Symptoms:
- vSAN stretched clusters
- Witness traffic separation
- The cluster is running either ESXi 7.0U3f - U3n or 8.0 - 8.0c.
- One host remains powered on while all other hosts have been correctly shut down
- Eventually, the automated cluster shutdown process in vCenter fails with an error message "Wait other hosts disconnected timeout <IP address of the orchestration host>".
Note: If the user manually shuts down the orchestration host before the aforementioned error message occurs, the shutdown process will fail with "Operation timed out" after the orchestration host is powered off.

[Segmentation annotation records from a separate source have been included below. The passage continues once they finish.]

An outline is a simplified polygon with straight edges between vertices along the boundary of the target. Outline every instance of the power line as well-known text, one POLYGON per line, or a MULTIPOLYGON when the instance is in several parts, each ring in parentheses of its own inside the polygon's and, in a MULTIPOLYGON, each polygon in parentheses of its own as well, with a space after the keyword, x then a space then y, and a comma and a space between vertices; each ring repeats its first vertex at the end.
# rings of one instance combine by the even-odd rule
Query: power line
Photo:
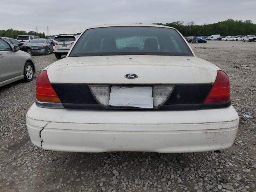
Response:
POLYGON ((49 26, 46 26, 46 30, 47 30, 47 36, 49 36, 49 26))

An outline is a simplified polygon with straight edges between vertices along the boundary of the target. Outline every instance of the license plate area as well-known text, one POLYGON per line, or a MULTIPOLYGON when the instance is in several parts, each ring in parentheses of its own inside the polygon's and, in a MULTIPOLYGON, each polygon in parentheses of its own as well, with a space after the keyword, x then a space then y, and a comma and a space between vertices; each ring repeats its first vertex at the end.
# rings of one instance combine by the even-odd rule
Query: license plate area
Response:
POLYGON ((111 88, 108 104, 112 107, 152 108, 153 87, 118 86, 111 88))

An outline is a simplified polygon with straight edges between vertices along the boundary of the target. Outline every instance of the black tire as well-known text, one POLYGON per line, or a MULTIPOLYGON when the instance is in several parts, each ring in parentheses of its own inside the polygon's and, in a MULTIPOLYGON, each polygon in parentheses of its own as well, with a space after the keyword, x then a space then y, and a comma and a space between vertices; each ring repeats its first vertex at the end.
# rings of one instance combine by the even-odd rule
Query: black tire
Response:
POLYGON ((30 55, 32 55, 32 52, 31 51, 31 50, 30 49, 28 49, 27 50, 27 53, 28 53, 30 55))
POLYGON ((48 55, 50 54, 51 50, 50 50, 48 47, 45 49, 45 52, 44 54, 45 55, 48 55))
POLYGON ((29 62, 26 62, 24 66, 23 74, 24 80, 27 82, 31 81, 34 76, 34 70, 32 64, 29 62))
POLYGON ((61 55, 60 54, 56 54, 55 57, 56 57, 56 58, 60 59, 60 58, 61 58, 61 55))

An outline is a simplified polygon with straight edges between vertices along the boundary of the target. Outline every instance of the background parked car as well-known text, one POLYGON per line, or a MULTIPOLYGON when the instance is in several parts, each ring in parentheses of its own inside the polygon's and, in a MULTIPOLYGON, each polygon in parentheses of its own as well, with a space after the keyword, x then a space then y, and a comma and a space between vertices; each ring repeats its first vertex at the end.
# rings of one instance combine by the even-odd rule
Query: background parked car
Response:
POLYGON ((234 37, 227 37, 225 38, 223 38, 222 41, 232 41, 234 37))
POLYGON ((53 52, 52 44, 48 39, 33 39, 28 44, 33 55, 48 55, 53 52))
POLYGON ((34 35, 18 35, 16 39, 21 43, 27 44, 32 40, 38 38, 39 37, 34 35))
POLYGON ((206 38, 206 40, 216 40, 216 39, 220 36, 220 35, 212 35, 210 37, 206 38))
POLYGON ((13 46, 16 45, 19 47, 20 50, 21 51, 23 51, 26 52, 28 54, 31 55, 31 48, 30 46, 28 45, 25 45, 23 43, 21 43, 16 39, 12 38, 10 38, 9 37, 3 37, 2 38, 11 45, 13 46))
POLYGON ((235 37, 234 38, 234 39, 233 40, 233 41, 242 41, 244 37, 240 37, 240 36, 238 36, 237 37, 235 37))
POLYGON ((35 68, 31 56, 0 38, 0 87, 24 79, 31 81, 35 68))
POLYGON ((226 37, 226 36, 221 36, 218 37, 217 38, 216 38, 216 40, 217 40, 217 41, 220 41, 221 40, 222 40, 222 39, 223 38, 225 38, 226 37))
POLYGON ((205 39, 203 39, 200 37, 194 37, 192 40, 192 43, 205 43, 207 41, 205 39))
POLYGON ((243 37, 243 42, 244 42, 246 41, 248 41, 248 42, 251 42, 252 41, 254 41, 254 38, 255 37, 255 36, 254 35, 248 35, 244 37, 243 37))
POLYGON ((53 42, 53 53, 57 59, 62 55, 66 55, 76 41, 76 37, 72 35, 60 35, 54 37, 53 42))

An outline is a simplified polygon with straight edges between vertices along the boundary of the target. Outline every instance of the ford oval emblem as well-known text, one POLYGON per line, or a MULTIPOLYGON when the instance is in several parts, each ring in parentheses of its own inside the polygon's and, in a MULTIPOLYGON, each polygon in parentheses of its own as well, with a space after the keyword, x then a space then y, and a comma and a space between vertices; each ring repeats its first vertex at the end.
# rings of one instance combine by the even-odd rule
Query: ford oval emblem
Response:
POLYGON ((125 75, 124 76, 128 79, 135 79, 139 77, 138 75, 134 73, 128 73, 125 75))

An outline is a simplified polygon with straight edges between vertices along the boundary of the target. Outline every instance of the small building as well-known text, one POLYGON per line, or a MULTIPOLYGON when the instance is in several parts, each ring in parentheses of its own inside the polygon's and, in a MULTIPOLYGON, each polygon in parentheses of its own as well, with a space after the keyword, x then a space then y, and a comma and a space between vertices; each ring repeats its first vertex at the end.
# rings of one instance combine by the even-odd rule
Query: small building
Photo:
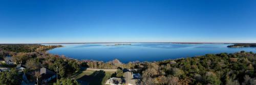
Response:
POLYGON ((6 56, 4 58, 4 59, 5 60, 5 64, 6 64, 7 65, 13 65, 15 64, 12 61, 12 57, 6 56))
POLYGON ((42 68, 40 69, 40 75, 41 75, 41 81, 43 83, 47 82, 56 76, 54 72, 46 68, 42 68))
POLYGON ((140 79, 140 78, 141 78, 141 76, 140 76, 140 74, 139 73, 133 74, 133 73, 132 73, 132 74, 133 74, 133 77, 134 79, 140 79))
POLYGON ((136 82, 141 77, 140 74, 133 74, 130 71, 123 73, 123 76, 125 80, 125 84, 127 85, 136 85, 136 82))
POLYGON ((105 84, 121 85, 122 79, 121 78, 112 77, 109 79, 105 84))
POLYGON ((23 71, 24 69, 26 68, 24 65, 22 65, 21 64, 18 64, 16 66, 16 68, 19 71, 23 71))

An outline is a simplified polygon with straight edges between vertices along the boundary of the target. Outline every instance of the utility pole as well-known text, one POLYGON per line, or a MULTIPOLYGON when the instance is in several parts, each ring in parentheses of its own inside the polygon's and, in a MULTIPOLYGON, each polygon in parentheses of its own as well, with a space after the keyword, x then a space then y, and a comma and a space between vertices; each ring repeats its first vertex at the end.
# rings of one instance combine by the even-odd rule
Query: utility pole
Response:
POLYGON ((57 67, 57 82, 58 82, 58 67, 57 67))

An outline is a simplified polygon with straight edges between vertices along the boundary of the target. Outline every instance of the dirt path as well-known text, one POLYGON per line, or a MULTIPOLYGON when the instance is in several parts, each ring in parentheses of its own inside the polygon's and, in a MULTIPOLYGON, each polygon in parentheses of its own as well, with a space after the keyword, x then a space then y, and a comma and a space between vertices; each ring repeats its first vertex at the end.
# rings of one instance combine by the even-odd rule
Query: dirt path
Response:
POLYGON ((91 71, 100 71, 100 70, 103 70, 104 71, 112 71, 112 72, 116 72, 117 71, 117 69, 93 69, 93 68, 88 68, 86 69, 86 70, 91 70, 91 71))

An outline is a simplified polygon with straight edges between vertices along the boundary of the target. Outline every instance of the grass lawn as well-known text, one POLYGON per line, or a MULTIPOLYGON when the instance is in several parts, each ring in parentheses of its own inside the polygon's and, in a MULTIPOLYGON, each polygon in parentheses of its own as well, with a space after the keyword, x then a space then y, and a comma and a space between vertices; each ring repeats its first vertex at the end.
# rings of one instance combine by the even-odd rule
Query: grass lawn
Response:
POLYGON ((104 84, 105 81, 114 73, 114 72, 86 70, 78 72, 72 77, 79 81, 86 81, 90 85, 100 85, 104 84))

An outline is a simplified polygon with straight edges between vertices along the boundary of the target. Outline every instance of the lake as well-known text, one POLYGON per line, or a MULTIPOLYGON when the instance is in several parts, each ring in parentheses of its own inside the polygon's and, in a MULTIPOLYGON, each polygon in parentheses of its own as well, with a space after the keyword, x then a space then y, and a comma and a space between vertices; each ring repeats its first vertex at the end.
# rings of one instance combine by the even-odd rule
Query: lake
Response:
MULTIPOLYGON (((132 43, 58 44, 64 46, 49 50, 50 53, 65 55, 78 60, 108 62, 115 59, 121 62, 159 61, 193 57, 207 53, 233 53, 242 50, 256 52, 256 48, 228 48, 232 44, 174 44, 132 43)), ((46 44, 45 44, 46 45, 46 44)), ((48 44, 49 45, 49 44, 48 44)))

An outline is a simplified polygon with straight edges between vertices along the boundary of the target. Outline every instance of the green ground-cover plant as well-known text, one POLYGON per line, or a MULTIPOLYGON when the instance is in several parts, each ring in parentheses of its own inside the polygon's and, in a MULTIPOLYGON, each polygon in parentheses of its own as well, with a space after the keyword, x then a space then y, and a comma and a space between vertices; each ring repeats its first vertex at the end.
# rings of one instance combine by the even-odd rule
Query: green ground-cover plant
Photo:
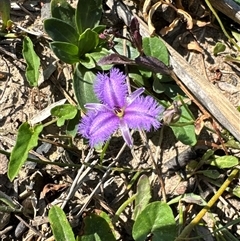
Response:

- Running the following commands you can get the network configuration for the orchestration host
esxcli vsan network list
Interface:
VmkNic Name: vmk1
IP Protocol: IP
Interface UUID: 52e11b48-d3f7-37c9-ee3e-eb5e59e045b5
Agent Group Multicast Address: 224.2.3.4
Agent Group IPv6 Multicast Address: ff19::2:3:4
Agent Group Multicast Port: 23451
Master Group Multicast Address: 224.1.2.3
Master Group IPv6 Multicast Address: ff19::1:2:3
Master Group Multicast Port: 12345
Host Unicast Channel Bound Port: 12321
Data-in-Transit Encryption Key Exchange Port: 0
Multicast TTL: 5
Traffic Type: vsan
Interface:
VmkNic Name: vmk0
IP Protocol: IP
Interface UUID: 52d743e8-6f04-85e8-70eb-cc22df14da5f
Agent Group Multicast Address: 224.2.3.4
Agent Group IPv6 Multicast Address: ff19::2:3:4
Agent Group Multicast Port: 23451
Master Group Multicast Address: 224.1.2.3
Master Group IPv6 Multicast Address: ff19::1:2:3
Master Group Multicast Port: 12345
Host Unicast Channel Bound Port: 12321
Data-in-Transit Encryption Key Exchange Port: 0
Multicast TTL: 5
Traffic Type: witness
esxcfg-vmknic -l
Interface Port Group/DVPort/Opaque Network IP Family IP Address Netmask Broadcast MAC Address MTU TSO MSS Enabled Type NetStack
vmk0 8 IPv4 192.xxx.x.181 255.255.255.0 192.xxx.x.255 b4:7a:f1:82:25:4c 1500 65535 true STATIC defaultTcpipStack
vmk1 16 IPv4 19.xx.x.181 255.255.255.0 19.xx.x.255 00:50:56:60:20:03 1500 65535 true STATIC defaultTcpipStack
or
esxcli network ip interface ipv4 get
Name IPv4 Address IPv4 Netmask IPv4 Broadcast Address Type Gateway DHCP DNS
---- ------------- ------------- -------------- ------------ ----------- --------
vmk0 192.xxx.x.181 255.255.255.0 192.168.3.255 STATIC 192.168.3.1 false
vmk1 19.xx.x.181 255.255.255.0 19.16.3.255 STATIC 192.168.3.1 false
- When reviewing the /var/run/log/vsanmgmt.log at the time of the automated shutdown process, the below pattern can be observed:
2022-10-07T08:36:53.719Z info vsand[2104476] [opID=089825e4-09a5 VsanRebootUtil::GetLocalHostName] Get localHostname 19.xx.x.181
2022-10-07T08:40:24.223Z info vsand[2104476] [opID=089825e4-09a5 VsanClusterPowerSystemImpl::PerformOrchestrationClusterPowerAction] Waiting other host power off. Connected host found ['19.xx.x.182'], numLoop 1
2022-10-07T08:42:54.259Z info vsand[2104476] [opID=089825e4-09a5 VsanClusterPowerSystemImpl::PerformOrchestrationClusterPowerAction] Waiting other host power off. Connected host found ['192.xxx.x.181'], numLoop 2
2022-10-07T08:44:54.259Z info vsand[2104476] [opID=089825e4-09a5 VsanClusterPowerSystemImpl::PerformOrchestrationClusterPowerAction] Waiting other host power off. Connected host found ['192.xxx.x.181'], numLoop 3
2022-10-07T08:46:54.259Z info vsand[2104476] [opID=089825e4-09a5 VsanClusterPowerSystemImpl::PerformOrchestrationClusterPowerAction] Waiting other host power off. Connected host found ['192.xxx.x.181'], numLoop 4
Note: The preceding log excerpts are only examples. Date, time, and environmental variables may vary depending on your environment.
For context:
1. IP 19.xx.x.181 is the IP of the vSAN network for the orchestration host.
2. IP 192.xxx.x.181 is the IP of the Witness traffic for the orchestration host.
The logs indicate that the IP used to identify the host in cluster information was switched from vSAN-IP to the Witness-IP after other hosts were shut down, causing the automated shutdown process logic to see it as a different host, and eventually, the cluster shutdown fails with a timeout error.